Il existe plusieurs types d’exposition aux rayonnements auxquelles nous pouvons être confrontés, tels que les examens aux rayons X en apparence inoffensifs ou une radiothérapie pour cancer qui peuvent provoquer des nausées, une anémie, des hémorragies et une fibrose. Les scanners impliquant l’injection de colorants et d’autres substances radioactives à des fins médicales et aux diagnostics de l’exposition, exposent à des niveaux très élevés de rayonnement. Même la vie à haute altitude ou de fréquents voyages en avion exposent à des rayonnements ionisants.

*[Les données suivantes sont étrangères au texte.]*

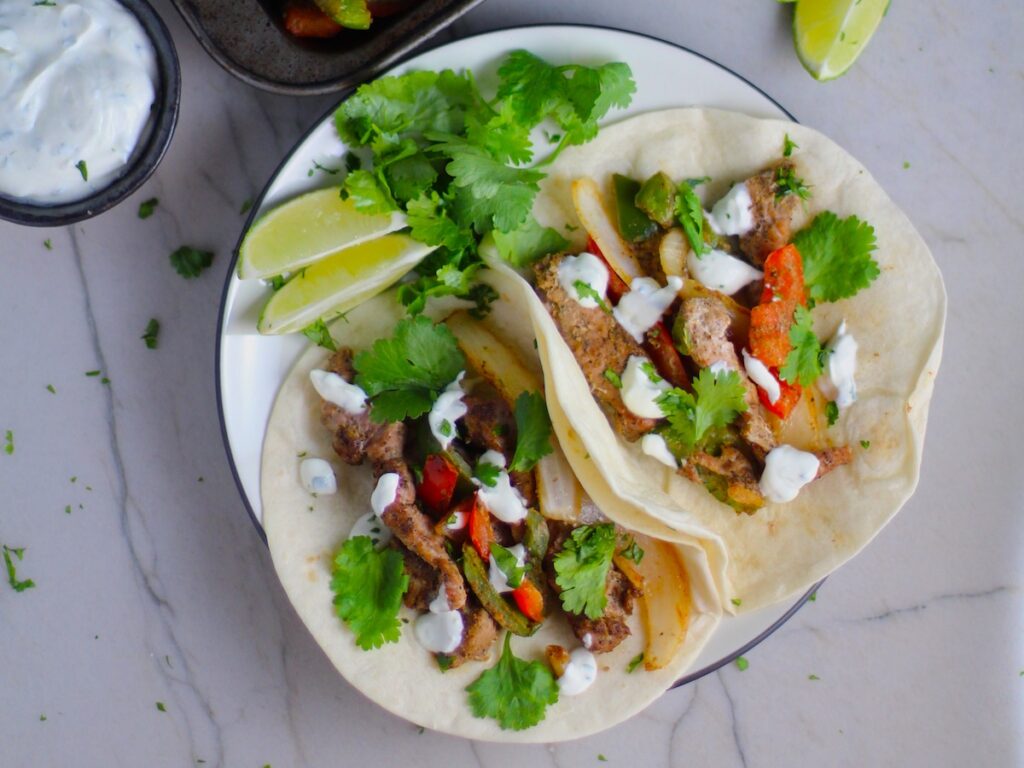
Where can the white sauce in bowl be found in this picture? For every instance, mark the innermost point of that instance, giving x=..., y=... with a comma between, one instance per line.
x=77, y=84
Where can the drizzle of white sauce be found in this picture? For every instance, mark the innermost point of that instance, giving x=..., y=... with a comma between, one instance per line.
x=317, y=477
x=330, y=386
x=644, y=303
x=639, y=392
x=721, y=271
x=786, y=471
x=587, y=268
x=448, y=409
x=580, y=673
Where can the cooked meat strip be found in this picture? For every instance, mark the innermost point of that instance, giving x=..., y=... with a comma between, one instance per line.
x=489, y=425
x=598, y=343
x=771, y=215
x=479, y=633
x=707, y=323
x=832, y=458
x=735, y=469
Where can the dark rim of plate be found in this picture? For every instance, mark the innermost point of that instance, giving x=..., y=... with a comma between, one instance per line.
x=146, y=156
x=688, y=678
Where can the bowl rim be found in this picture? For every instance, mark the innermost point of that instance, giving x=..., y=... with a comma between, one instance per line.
x=146, y=156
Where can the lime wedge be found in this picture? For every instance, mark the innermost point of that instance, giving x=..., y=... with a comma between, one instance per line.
x=336, y=284
x=306, y=228
x=830, y=34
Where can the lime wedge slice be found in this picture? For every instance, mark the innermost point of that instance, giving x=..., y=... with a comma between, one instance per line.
x=830, y=34
x=336, y=284
x=306, y=228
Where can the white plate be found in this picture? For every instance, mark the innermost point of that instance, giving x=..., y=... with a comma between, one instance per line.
x=250, y=367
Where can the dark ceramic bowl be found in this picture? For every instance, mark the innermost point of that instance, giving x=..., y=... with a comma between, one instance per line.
x=147, y=154
x=246, y=37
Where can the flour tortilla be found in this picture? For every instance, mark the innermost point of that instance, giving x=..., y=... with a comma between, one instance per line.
x=898, y=323
x=304, y=532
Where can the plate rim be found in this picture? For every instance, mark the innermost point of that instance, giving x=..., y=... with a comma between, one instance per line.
x=343, y=94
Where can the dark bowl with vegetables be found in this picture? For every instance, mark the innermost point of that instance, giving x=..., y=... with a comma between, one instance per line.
x=148, y=152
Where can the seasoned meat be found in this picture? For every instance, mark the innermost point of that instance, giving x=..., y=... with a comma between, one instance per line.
x=598, y=343
x=489, y=425
x=422, y=580
x=707, y=323
x=832, y=458
x=739, y=484
x=479, y=633
x=605, y=633
x=771, y=215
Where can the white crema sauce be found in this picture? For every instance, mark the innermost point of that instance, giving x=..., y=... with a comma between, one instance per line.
x=77, y=83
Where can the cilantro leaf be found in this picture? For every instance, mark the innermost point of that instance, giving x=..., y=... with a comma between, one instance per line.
x=508, y=564
x=532, y=431
x=318, y=334
x=837, y=256
x=12, y=580
x=514, y=692
x=368, y=587
x=582, y=569
x=690, y=215
x=717, y=399
x=803, y=364
x=151, y=333
x=188, y=261
x=529, y=242
x=403, y=375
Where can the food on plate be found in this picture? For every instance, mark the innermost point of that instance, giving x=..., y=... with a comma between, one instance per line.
x=77, y=84
x=431, y=534
x=744, y=335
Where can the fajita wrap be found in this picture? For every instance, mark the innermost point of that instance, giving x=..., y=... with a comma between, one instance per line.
x=781, y=548
x=304, y=531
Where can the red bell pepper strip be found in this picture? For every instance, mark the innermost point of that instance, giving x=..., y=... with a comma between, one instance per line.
x=481, y=534
x=439, y=477
x=529, y=600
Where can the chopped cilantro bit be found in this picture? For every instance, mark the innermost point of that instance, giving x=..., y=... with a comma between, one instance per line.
x=832, y=412
x=188, y=261
x=12, y=580
x=508, y=564
x=803, y=364
x=146, y=207
x=717, y=399
x=514, y=692
x=585, y=291
x=318, y=334
x=151, y=334
x=689, y=211
x=485, y=472
x=403, y=375
x=787, y=182
x=582, y=568
x=837, y=256
x=532, y=431
x=368, y=586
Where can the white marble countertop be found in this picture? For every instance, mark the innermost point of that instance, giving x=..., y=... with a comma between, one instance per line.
x=156, y=588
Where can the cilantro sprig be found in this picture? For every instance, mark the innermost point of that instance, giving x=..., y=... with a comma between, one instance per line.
x=514, y=692
x=404, y=374
x=368, y=587
x=717, y=399
x=837, y=256
x=582, y=569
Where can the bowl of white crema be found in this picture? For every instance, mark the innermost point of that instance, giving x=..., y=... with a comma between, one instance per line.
x=89, y=94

Habiter près d’une centrale nucléaire, une centrale à charbon ou sur un ancien site d’essai de radioactivité du gouvernement (comme dans le Nevada ou le Nouveau-Mexique) vous expose à des niveaux plus élevés de rayonnement que la normale. Si vous avez travaillé dans des mines d’uranium, des usines de traitement de l’uranium ou de plutonium pour la fabrication d’armes, votre exposition à la contamination est nettement au-dessus de la norme et des effets pathogènes s’ensuivent. De nombreux vétérans de la guerre du Golfe ont été exposés à des sources militaires « d’uranium appauvri » et croient fermement que leurs problèmes de santé sont dus à cette exposition.

Travailler dans une centrale nucléaire, dans un sous-marin, ou avec certains types de matériel médical de diagnostic sont autant de façons de devenir malades de l’exposition aux rayonnements, même si il n’y pas eu d’accident.

« Si vous ne guérissez pas par vous-mêmes des effets de l’exposition aux rayonnements et si vous ne les éliminez pas de votre corps si vous les avez ingéré, ils vont donc simplement rester là et travailler lentement à détruire votre santé. Finalement, vous succomberez à des symptômes inexpliqués de fatigue, de léthargie, d’un système immunitaire affaibli, de tumeurs, de maladies inexpliquées, d’anémie, de saignements excessifs, de dommages génétiques, de cancer, de leucémie, de cataracte, ou peut-être vous aurez des enfants avec des malformations congénitales graves. Vous pouvez développer toutes sortes de conditions qui ne semblent pas répondre à la médecine … et pour lesquelles il ne semble y avoir aucune explication « , écrit William Bodri.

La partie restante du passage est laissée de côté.